We ducked into the dark interior. The smell of engine oil and rubber hung heavily in the air.
“Are you the only one here?” I blinked to allow my eyes adjust to the dark.
She stopped groping around and raised a brow at me. “My baba owns the shop.”
“Oh...” The old charm in my pocket sizzled and sparked, shocking me. I jumped.
“What?” She lifted a calabash between us.
I scratched my thigh. “Nothing.”
She smiled and opened the lid of her calabash. “Look.”
I peered into the calabash. A lone leg of a chicken, stripped to its white and tender flesh laid there, tied together with a red cloth and around it, sprinkles of blood.
I reared back. “Flesh and blood charm!”
“Shut up,” she whispered harshly, looking around. But her eyes twinkled with barely contained excitement. “It's the best kind.” She covered her calabash and placed it back under the shelf. “Baba got it from a medicine man in a faraway village.”
The sizzling against my leg had became a throb, pain radiated and it almost felt like my thigh bone was splitting. It took all I had to keep a straight face. “It's dangerous.”

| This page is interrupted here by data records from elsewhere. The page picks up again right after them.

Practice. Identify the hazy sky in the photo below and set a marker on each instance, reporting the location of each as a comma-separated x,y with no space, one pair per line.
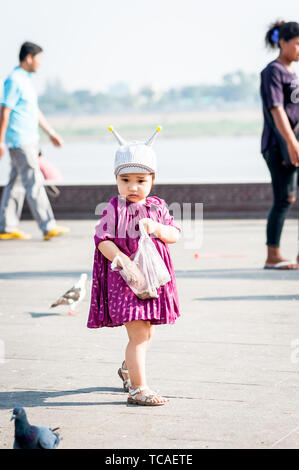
95,43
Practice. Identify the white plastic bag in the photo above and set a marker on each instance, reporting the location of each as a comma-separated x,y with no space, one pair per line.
146,272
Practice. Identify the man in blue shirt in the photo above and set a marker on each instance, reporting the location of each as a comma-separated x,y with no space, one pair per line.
19,121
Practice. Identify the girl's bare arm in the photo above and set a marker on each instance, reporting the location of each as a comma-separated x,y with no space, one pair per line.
283,125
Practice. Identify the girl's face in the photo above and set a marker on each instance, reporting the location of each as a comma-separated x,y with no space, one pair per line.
135,187
290,49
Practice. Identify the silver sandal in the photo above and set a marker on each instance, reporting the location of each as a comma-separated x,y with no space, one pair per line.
126,382
148,399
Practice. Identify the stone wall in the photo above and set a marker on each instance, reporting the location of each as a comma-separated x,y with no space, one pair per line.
252,200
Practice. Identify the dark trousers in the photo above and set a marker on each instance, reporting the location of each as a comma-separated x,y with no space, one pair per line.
284,185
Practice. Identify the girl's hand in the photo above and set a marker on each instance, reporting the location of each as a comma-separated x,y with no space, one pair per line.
133,274
293,149
150,225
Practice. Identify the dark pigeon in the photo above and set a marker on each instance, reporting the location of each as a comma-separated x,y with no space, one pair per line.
32,437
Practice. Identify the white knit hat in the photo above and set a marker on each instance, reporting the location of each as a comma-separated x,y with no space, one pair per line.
135,156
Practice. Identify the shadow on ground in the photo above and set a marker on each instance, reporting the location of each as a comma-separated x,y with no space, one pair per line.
253,297
30,398
226,273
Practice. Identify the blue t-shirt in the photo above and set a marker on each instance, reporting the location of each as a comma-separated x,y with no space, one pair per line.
19,95
279,87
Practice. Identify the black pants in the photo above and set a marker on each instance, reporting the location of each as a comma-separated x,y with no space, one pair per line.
284,185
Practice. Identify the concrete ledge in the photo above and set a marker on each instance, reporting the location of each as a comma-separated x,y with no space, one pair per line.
231,200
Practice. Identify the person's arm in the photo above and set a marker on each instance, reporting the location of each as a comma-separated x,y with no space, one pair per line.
4,118
45,126
166,233
283,125
109,249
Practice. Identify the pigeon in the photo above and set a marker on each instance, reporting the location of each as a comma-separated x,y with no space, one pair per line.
32,437
73,296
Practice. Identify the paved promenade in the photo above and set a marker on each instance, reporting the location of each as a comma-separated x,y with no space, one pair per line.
228,365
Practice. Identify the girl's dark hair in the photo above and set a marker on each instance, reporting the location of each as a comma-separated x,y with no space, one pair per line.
29,48
285,30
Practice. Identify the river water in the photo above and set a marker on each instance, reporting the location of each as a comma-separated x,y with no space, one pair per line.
192,160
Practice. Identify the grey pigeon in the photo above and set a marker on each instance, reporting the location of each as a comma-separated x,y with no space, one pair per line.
73,296
32,437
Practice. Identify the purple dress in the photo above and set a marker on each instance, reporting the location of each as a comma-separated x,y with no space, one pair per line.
112,301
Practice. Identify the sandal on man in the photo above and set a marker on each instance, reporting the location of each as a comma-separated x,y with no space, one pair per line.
282,266
148,399
126,382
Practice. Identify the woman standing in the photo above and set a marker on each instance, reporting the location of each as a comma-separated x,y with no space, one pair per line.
280,97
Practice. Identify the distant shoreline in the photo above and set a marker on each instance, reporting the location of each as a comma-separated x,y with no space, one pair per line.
178,124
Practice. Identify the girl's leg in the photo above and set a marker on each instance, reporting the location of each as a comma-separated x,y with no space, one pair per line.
139,333
284,194
149,336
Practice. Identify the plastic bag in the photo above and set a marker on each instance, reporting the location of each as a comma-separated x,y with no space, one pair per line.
146,272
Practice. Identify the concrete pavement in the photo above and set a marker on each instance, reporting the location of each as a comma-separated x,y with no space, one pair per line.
229,365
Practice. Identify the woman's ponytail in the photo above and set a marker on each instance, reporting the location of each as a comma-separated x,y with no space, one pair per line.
281,30
273,36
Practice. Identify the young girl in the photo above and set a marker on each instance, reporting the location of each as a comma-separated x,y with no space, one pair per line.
113,303
279,92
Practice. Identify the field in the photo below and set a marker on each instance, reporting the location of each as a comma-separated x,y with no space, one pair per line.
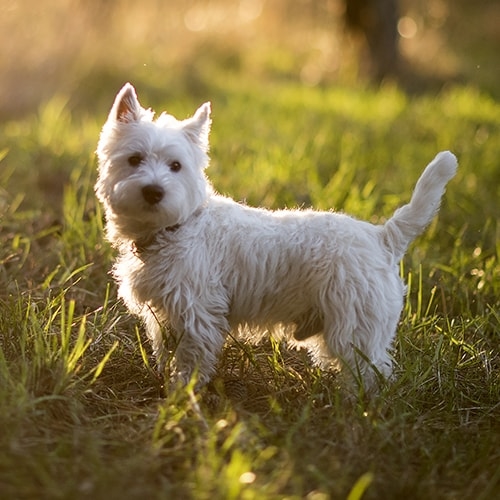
83,413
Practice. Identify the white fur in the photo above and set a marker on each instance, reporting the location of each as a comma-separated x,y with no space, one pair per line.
197,265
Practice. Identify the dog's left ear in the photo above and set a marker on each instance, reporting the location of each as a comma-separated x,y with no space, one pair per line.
126,107
197,128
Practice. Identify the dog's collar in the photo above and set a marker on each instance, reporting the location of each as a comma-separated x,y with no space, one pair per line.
141,245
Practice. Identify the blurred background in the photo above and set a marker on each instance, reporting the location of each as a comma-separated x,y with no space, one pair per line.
86,49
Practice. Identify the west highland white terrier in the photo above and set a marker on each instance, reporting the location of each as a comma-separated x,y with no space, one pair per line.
195,265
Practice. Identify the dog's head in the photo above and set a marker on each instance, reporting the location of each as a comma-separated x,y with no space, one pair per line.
151,171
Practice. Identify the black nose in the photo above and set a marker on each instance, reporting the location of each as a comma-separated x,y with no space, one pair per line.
152,193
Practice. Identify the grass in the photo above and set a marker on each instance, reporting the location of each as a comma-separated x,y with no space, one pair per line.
82,411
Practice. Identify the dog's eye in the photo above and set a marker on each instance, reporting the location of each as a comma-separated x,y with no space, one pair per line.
135,160
175,166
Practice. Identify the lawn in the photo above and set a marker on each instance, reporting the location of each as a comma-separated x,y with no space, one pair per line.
83,413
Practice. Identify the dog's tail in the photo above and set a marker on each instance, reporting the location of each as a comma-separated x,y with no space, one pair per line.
410,220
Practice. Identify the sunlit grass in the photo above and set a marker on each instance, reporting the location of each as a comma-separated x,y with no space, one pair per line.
82,410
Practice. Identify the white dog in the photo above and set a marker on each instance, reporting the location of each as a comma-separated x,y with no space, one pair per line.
195,265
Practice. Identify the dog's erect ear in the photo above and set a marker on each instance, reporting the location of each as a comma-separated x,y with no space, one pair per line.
197,128
126,107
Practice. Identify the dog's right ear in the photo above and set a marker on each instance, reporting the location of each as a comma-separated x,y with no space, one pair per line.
126,107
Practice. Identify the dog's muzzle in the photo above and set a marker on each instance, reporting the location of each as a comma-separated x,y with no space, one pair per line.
152,193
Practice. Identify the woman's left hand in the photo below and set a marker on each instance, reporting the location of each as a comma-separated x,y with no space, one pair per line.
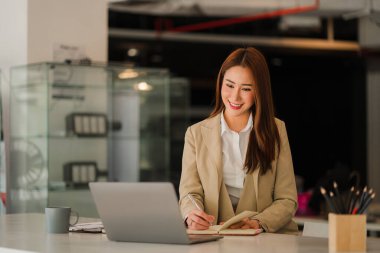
245,224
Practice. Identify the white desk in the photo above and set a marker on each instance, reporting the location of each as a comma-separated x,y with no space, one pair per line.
27,232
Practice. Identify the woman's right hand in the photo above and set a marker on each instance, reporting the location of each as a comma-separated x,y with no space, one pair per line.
199,220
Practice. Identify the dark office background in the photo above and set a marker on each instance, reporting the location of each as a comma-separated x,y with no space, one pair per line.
319,94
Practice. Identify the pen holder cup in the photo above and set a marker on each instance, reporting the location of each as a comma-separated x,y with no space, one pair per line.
347,232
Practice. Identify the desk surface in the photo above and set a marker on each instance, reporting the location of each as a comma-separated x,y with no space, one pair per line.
27,232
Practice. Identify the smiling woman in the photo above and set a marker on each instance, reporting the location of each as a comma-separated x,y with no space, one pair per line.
239,158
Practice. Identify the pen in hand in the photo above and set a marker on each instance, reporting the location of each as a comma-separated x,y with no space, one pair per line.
195,203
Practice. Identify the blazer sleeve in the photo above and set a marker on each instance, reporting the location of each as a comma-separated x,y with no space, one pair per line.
190,181
284,205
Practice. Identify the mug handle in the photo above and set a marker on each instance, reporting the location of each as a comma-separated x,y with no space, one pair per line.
76,217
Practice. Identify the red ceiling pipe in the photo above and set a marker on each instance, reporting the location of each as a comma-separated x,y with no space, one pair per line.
231,21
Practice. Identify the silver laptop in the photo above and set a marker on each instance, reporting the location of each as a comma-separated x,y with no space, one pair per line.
142,212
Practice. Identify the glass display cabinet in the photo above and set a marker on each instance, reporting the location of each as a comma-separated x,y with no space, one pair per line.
74,124
2,155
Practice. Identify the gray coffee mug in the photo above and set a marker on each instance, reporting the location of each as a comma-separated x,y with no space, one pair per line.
57,219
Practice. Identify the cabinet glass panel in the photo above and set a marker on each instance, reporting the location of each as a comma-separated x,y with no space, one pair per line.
141,106
59,134
2,160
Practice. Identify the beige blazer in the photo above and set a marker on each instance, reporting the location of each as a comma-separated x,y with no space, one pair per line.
202,176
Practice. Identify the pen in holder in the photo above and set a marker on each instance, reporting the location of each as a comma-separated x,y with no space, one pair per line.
347,232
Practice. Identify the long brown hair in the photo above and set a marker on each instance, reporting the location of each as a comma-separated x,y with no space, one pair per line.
264,135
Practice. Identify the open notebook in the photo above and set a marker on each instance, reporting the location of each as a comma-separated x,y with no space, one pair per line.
223,229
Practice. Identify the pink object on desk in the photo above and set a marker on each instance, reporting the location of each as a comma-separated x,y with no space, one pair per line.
3,197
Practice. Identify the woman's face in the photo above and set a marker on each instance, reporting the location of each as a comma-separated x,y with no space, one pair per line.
238,92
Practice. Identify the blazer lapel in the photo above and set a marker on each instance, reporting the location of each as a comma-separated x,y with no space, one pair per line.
248,196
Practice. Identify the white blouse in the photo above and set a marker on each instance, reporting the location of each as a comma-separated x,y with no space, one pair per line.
234,148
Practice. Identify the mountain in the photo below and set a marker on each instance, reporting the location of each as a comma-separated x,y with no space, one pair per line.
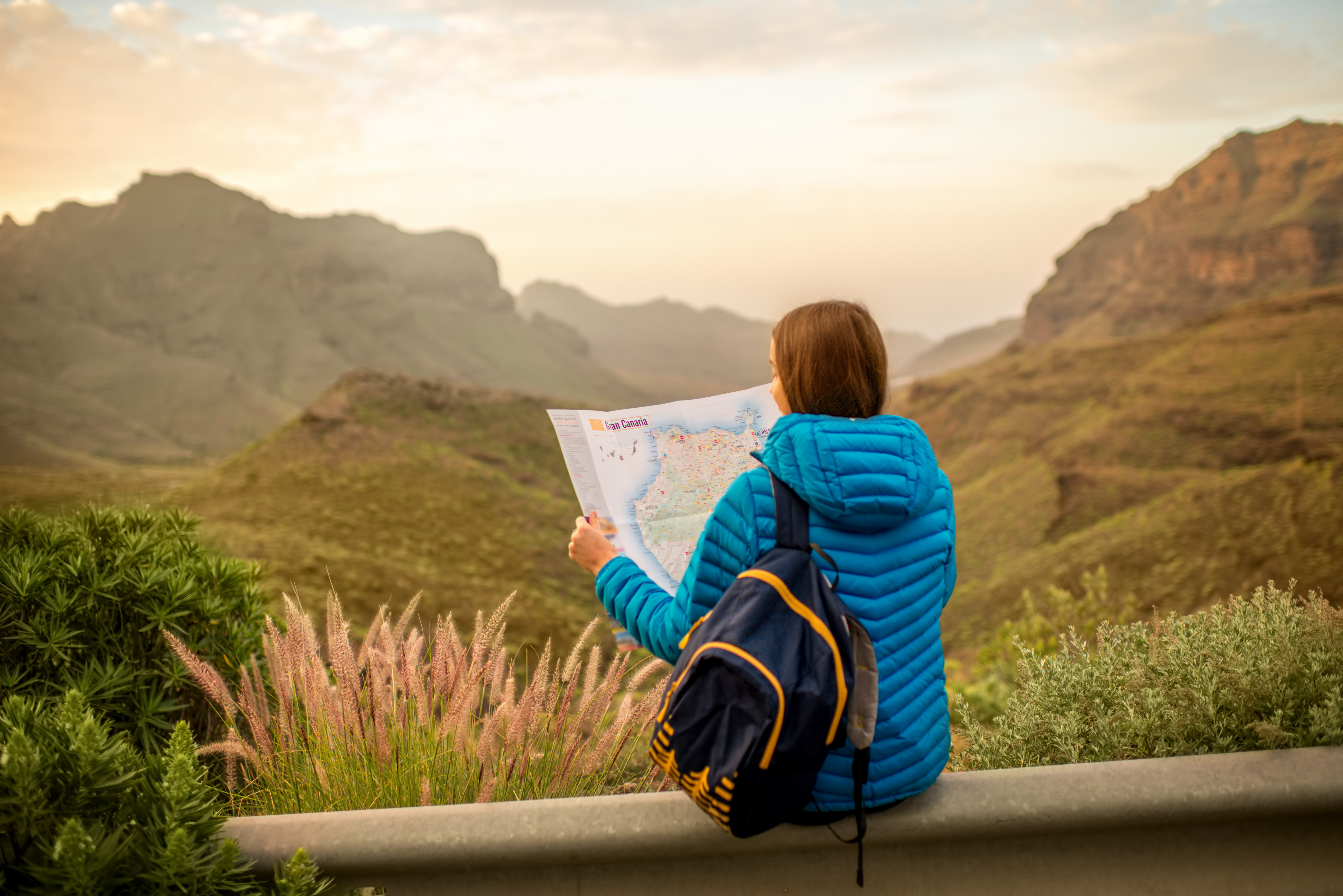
1262,214
187,320
391,485
671,350
1193,464
668,350
962,350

She laughed. “Only if you don't know how to use it.”
She stowed the calabash away and led us out into the morning sun.
She accompanied me to the waste dump. I thrust my hand in my pocket to discard the old charm but it was no longer there.
She moved closer to me as I unraveled my pocket. “What is it?”
“It's gone.” I slapped my pocket and bit back a cry. Not caring whether she'd see me without my shorts, I tugged them off.
A deep red blotch on my skin glared back at me. My chest grew heavy.
“What is it?” I could hear her voice but it was only a distant intrusion. What had I done? “What?” She knelt beside me and studied the throbbing blotch. “My head, this is where the old charm was.”
I swallowed and nodded. “Do you know what...how...”
She looked up at me, and for once, her eyes lost their twinkle. “I think this one reacted to the flesh and blood charm.”
An ache began at the base of my neck. “And?” I already knew what she would say.
“It looks like it entered your leg.” She picked something off my thigh and I flinched at the pain that swept through me. “Look.”
I collected the splinter from her. It pulsed under the sunlight. I held it firmly in my grasp. “Will your baba know about this?”
She bit her lower lip and scratched her hair. “I think. Let's go see him.”